If you’re working through a larger herd, a handling chute or race makes the job much faster. With a good assistant and proper restraint, experienced handlers can drench several hundred animals in an hour. The key is keeping each animal still enough that you can place the nozzle precisely and give the goat time to swallow.

Placing the Nozzle and Delivering the Dose

This is the step that matters most. Insert the nozzle through the corner of the mouth, not straight in from the front. Slide it gently along the side of the tongue toward the back. You want to deliver the liquid onto the back of the tongue, which triggers the swallowing reflex. Avoid jamming the nozzle straight down the throat, which can injure soft tissue or send liquid into the windpipe.

Keep the goat’s head in a natural, level position. If you tilt the head too far back, the animal physically cannot swallow properly, and liquid can flow into the airway instead of the esophagus. A slight upward angle is fine, but the nose should never be pointed at the ceiling. Deliver the dose slowly and steadily. Give the goat a moment to swallow before releasing it. Rushing this step is the single biggest mistake people make.

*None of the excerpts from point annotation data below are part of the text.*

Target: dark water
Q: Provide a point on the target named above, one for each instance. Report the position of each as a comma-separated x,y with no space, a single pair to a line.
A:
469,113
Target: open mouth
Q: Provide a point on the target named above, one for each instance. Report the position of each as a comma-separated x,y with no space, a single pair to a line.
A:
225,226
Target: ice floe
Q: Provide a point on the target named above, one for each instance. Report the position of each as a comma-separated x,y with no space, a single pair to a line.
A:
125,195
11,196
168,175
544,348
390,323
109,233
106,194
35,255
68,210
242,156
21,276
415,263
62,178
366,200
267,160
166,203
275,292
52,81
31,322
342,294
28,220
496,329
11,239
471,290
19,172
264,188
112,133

The Risk of Aspiration Pneumonia

When liquid enters the lungs instead of the stomach, it causes aspiration pneumonia, a serious and sometimes fatal condition. In large animals like goats, improper oral dosing is one of the most common causes. The lungs become inflamed and infected, and if a large volume of liquid is aspirated, the animal can die quickly.

Three things prevent this: keeping the head level, delivering liquid slowly enough for the goat to swallow, and never drenching an animal that is struggling violently or too weak to swallow on its own. If a goat is severely ill or barely standing, talk to your vet about alternative dosing methods before attempting an oral drench. A sick animal with a weak swallow reflex is at much higher risk.

What to Do After Drenching

Watch the goat for a few minutes after dosing. Coughing, drooling, or obvious distress could indicate that some liquid went down the wrong way. A small cough right after dosing isn’t unusual, but persistent coughing, labored breathing, or nasal discharge in the hours or days following treatment warrants veterinary attention.

If you’re drenching for worms, hold treated animals off their regular pasture for at least 24 hours. This contains any resistant worm eggs the goat passes in its manure, rather than spreading them across grazing land where they can reinfect the herd.

Checking Whether the Drench Worked

Giving the medication is only half the job. Parasite resistance to dewormers is a growing problem in goats, so you need to verify that the product actually reduced the worm burden. The standard method is a fecal egg count: have your vet run one before drenching and another 7 to 10 days afterward. Comparing the two numbers tells you whether the drench knocked down the parasite load or whether resistance is developing. Doing this once or twice per season is enough to catch resistance trends early, before they become a herd-wide problem.

Many goat dewormers are actually labeled for cattle or sheep and used off-label in goats, often at higher dose rates. Your vet can advise on the correct dose for your specific product and situation, and in some regions a prescription is required for off-label use. Getting the dose right from the start protects both your animals and the long-term effectiveness of the drugs you rely on.